More sketchiness: The complete track list from Angela Gheorghiu’s so-called Homage to Maria Callas is now available. Let’s see how the musical selections relate to Maria Callas, shall we?

  • Arias from Medea and Il pirata: Fine. Both, pace my colleague Robert Seletsky, were important Callas revivals.
  • Arias from La traviata: An important Callas rôle. But, honestly, just how many times does Mme Gheorghiu need to record this music?
  • Arias from I pagliacci, La Wally, Adriana Lecouvreur, and Samson et Dalila: Callas recorded them but never sang them in public. What’s more, she never approved the release of the Samson aria, which was issued posthumously.
  • Arias from Faust and La bohème: Callas sang the Faust aria during her Greek years and recorded it, but never otherwise sang it in public. She recorded the Bohème aria twice (Puccini recital and complete Bohème) but never sang it in public.
  • Aria from Andrea Chénier: She sang it once during her Greek years, once for EMI, six times in Chénier at La Scala (not by any account her shining hour).
  • Aria from Le Cid: She recorded it for EMI and sang it a handful of times (four or five) in concert.
  • “Duet” from Carmen: Oh, do not get me started. But hardly a Callas speciality.

Someone enlighten me, please: Where is the “homage” to Maria Callas in all this? And again I ask: What need does Angela Gheorghiu, an artist of substance, have to stoop to this flimsy and cynical exploitation of the memory of Maria Callas?

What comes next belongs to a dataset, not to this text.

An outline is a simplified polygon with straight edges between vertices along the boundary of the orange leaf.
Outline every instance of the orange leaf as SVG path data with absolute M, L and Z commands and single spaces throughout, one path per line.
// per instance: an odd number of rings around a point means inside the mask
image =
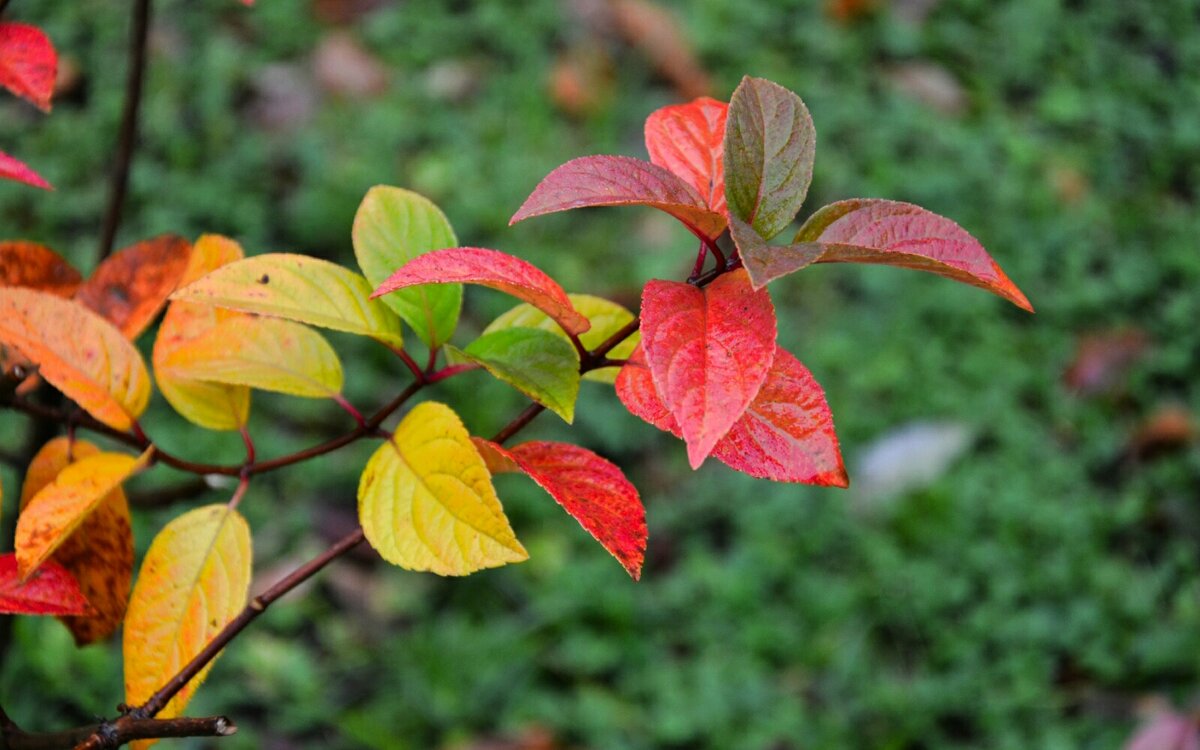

It would have been relatively easy to put together a plausible homage to Callas: arias, say, from Armida and perhaps Haydn’s Orfeo ed Euridice (and maybe even the Stradella San Giovanni Battista); some Wagner (why not “La morte di Isotta” or “Ho visto il figlio” from Parsifal?); Vestale, Bolena, Ifigenia, Sonnambula (all or some) to represent the Visconti stagings besides Traviata; different Verdi (Macbeth? VespriBallo?); and some of the bravura material (the Proch variations, Dinorah, Lakmé, or some such). In truth, the bravura material is probably beyond Gheorghiu at this point, but I think that she could handle the rest beautifully.

Weasels! Sigh.

Callas as Medea

You know very well that at the beginning of the [twentieth] century Médée was occasionally sung by Mazzoleni, who had a peach of a voice. Well, yes, they clapped [sic] her, but that was about it. There were not the cultural and historical demands which have enabled us today to say: at last I’ve heard Cherubini’s Médée as I’ve always imagined it should be.
Rodolfo Celletti

Robert Seletsky and others claim that Callas’s importance for the revival of neglected works has been exaggerated, that Rossini’s Armida was “the only true Callas ‘revival.’”

Mr. Seletsky, with whom I have corresponded, is a scrupulous and exceedingly well-informed writer, and his arguments cannot be dismissed out of hand. Still, I think that this particular assertion is a case of not seeing the forest for the trees, as Celletti’s remarks demonstrate.

(That said, Médée, Schmédée: the mishmash that Callas sang has little to do with Cherubini’s wondrous score!)

On a separate note (as it were): So many people continue to claim that Callas “lost her voice” as a direct result of her weight loss. To which I say: Listen to how she sang—fearlessly, unsparingly—and tell me how she could not have damaged her voice!